Radioaktiver Fallout ist sicher ein Problem, aber auch beim Tschernobyl-Gau waren die gesundheitlichen Auswirkungen für die Bevölkerung eher gering. Die Toten und Verletzen gab es überwiegend in der Nähe des Kraftwerksblocks. Falls es zu einer größeren radioaktiven Wolke kommt, wird deren Verhalten und ihr Weg genau beobachtet werden. Am leichtesten werden die radioaktiven Teilchen mit dem Regen ausgespült und auf den Boden gebracht. Nach Tschernobyl gab es weltweit Empfehlungen Gemüse und Obst nach dem Fallout nicht mehr zu verzehren. In Tschernobyl wurden große Flächen gesperrt und die Menschen von dort evakuiert, weil es gesundheitsgefährdend war, dort zu leben. Im dicht besiedelten Japan wird das schwierig werden - dort leben im Schnitt 337 Einwohner pro Quadratkilometer, mehr als 100 mehr als in Deutschland. Die Großstadt Sentai ist nicht weit vom Kraftwerk entfernt, bis nach Tokio sind es 250 Kilometer.

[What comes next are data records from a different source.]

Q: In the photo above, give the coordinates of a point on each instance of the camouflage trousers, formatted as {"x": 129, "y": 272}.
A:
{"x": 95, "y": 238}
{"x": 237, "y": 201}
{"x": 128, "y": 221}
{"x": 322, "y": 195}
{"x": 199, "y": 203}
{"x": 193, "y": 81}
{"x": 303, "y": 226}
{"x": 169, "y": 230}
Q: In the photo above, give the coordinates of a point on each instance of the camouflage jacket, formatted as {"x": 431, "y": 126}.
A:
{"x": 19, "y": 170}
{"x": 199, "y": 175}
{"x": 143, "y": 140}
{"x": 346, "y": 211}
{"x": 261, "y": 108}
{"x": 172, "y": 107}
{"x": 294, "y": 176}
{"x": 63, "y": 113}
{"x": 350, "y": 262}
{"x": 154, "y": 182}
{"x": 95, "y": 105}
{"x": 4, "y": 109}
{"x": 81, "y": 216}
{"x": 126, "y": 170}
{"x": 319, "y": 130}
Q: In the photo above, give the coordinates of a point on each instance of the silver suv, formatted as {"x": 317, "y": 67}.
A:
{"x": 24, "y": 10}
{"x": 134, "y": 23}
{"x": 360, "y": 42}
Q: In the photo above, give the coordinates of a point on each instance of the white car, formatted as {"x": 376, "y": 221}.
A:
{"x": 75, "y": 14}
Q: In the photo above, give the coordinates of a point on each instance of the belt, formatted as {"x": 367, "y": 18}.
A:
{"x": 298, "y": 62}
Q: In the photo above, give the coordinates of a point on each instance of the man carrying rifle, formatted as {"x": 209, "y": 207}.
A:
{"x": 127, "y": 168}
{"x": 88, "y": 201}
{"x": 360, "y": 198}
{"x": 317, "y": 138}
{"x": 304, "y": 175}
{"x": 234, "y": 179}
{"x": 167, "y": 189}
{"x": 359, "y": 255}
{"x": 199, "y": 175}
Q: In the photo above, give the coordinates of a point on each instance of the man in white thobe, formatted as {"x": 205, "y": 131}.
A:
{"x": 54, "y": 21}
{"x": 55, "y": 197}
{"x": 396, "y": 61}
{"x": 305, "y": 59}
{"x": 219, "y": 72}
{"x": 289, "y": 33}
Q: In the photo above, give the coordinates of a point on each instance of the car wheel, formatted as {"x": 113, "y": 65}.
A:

Was passiert mit den Reaktoren?

Die Kernkraftwerke werden nicht mehr in Betrieb gehen können. Unabhängig davon, ob es zur Kernschmelze kommt, werden die Anlagen für mehrere hundert Jahre gesichert werden müssen. Sie sind radioaktiv belastet.

Und wenn alles gut geht?

Dann können die Techniker Temperatur und Druck in den Reaktoren wieder unter Kontrolle bringen. Daraufhin müssen die Bedingungen sich wieder so weit normalisieren, dass die Techniker sich den Reaktoren nähern können, um den Schaden zu begutachten.